When we do not Sabbath, or allow adequate time to appreciate the goodness of God’s creation, a lot of things get left behind – including reverence for God and fully valuing the lives of those most precious to us. Our children learn from our hyperactive, hyper-connected patterns.

It seems to me that one of the greatest joys of real time away from the pressures of work, even if it is just for a brief time each day, is the luxury of paying attention. When we cease trying to focus on multiple issues or electronic devices, we can be more intentional, mindful, of each thing we see or do. John Walsh, author and art historian, in a speech at Wheaton College, said:
Do one thing at a time. Give each experience all your attention.
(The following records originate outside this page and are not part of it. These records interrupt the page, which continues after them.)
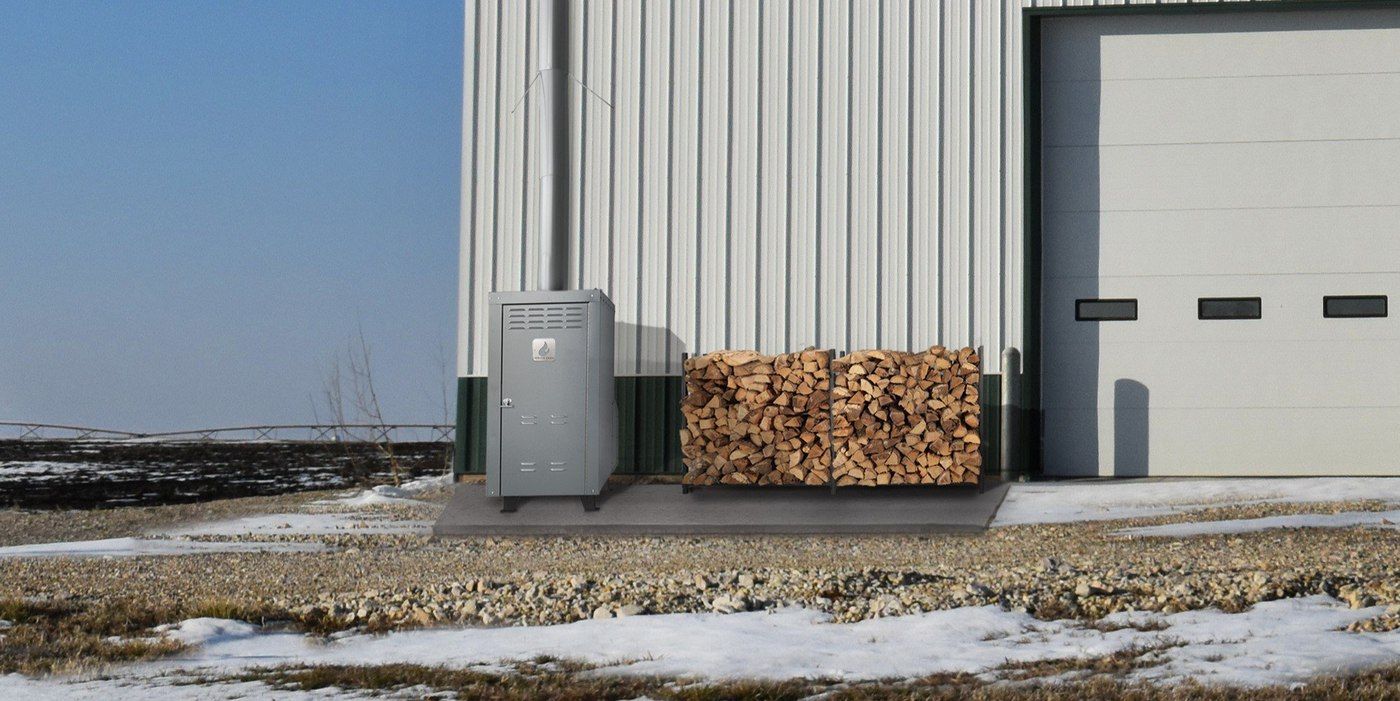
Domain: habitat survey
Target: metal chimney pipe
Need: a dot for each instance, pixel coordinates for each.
(553, 144)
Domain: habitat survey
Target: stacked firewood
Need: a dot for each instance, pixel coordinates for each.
(753, 419)
(906, 417)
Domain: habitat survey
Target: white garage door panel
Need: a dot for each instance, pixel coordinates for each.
(1201, 442)
(1242, 154)
(1253, 175)
(1210, 44)
(1285, 108)
(1260, 241)
(1171, 372)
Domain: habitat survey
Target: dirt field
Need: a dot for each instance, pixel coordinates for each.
(83, 475)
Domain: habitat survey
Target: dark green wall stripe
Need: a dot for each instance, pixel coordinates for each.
(469, 449)
(648, 426)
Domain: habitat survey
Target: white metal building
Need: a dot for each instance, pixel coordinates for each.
(779, 174)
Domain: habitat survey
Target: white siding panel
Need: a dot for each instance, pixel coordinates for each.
(770, 203)
(833, 172)
(714, 153)
(770, 174)
(741, 230)
(681, 281)
(654, 235)
(801, 176)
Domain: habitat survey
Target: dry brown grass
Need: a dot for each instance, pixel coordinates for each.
(51, 637)
(46, 638)
(563, 680)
Try to resist being distracted by other sights and sounds, other thoughts and tasks, and when it is, guide your mind back to what you’re doing.

This is a discipline which we can learn to work on as we go about our everyday tasks. But even better, maybe it could start with some genuine Sabbath time, or vacation, this summer.

It is a good way to become re-acquainted with that slow-paced God of scripture.



Burnout and our Spirits

He said to them, ‘Come away to a deserted place all by yourselves
and rest awhile.’ (Mark 6:30)

That’s Jesus, inviting his disciples to retreat and rest after they’ve been doing ministry around the countryside. Trying to get away from demands for awhile, and to feed his spirit, is not unusual for Jesus in the gospels.

“Burnout” isn’t a word Jesus and his disciples would be familiar with. But they faced the human reality that we can’t constantly spend our energies, even on those things that feel most important, without balancing it with some breaks – and, in the case of our faith, times for real spiritual nurture.

Your Session recently had an impromptu conversation about exhaustion in the church; and it is real. A church which maintains an active pace like ours (and folks new to us often comment on this) requires a lot of energy. Inevitably this means that at least some committed people at any one time will have feelings of burnout, which one author as described as the body’s doing the work, but the spirit’s not present. To a busy church life, add unexpected losses, drawing on our emotional and physical resources, and the general aura of discouragement so many sense in the world at large these days, and we have a mix that leaves many folks feeling depleted and less than joyful even about service in the church.

Taking a cue from Jesus himself (!), which we church leaders should always be more attentive to than we have been, we’ll be making this a theme for 2012.

There are many more aspects to our “recovery” than I can mention here. They include much more than just “time off” for busy people, though those who have served long at the same tasks may need encouragement to do that. Also important will be some reassessing of what we’re doing and what’s most valuable to continue, and what’s not, and offering more opportunities for refreshing the spirit.

Maybe nothing’s more important, though, than seeking to welcome the gifts of volunteers in those areas which they feel most suited for, and which can make them feel most glad. You can expect (I hope!) more use of what members have shared on the time and talent commitments for this year, as areas of our life together in which they might truly feel called to join in. If you haven’t completed a time and talent form for 2012, it’s not too late to do that! They’re available in the church entryway, or just ask.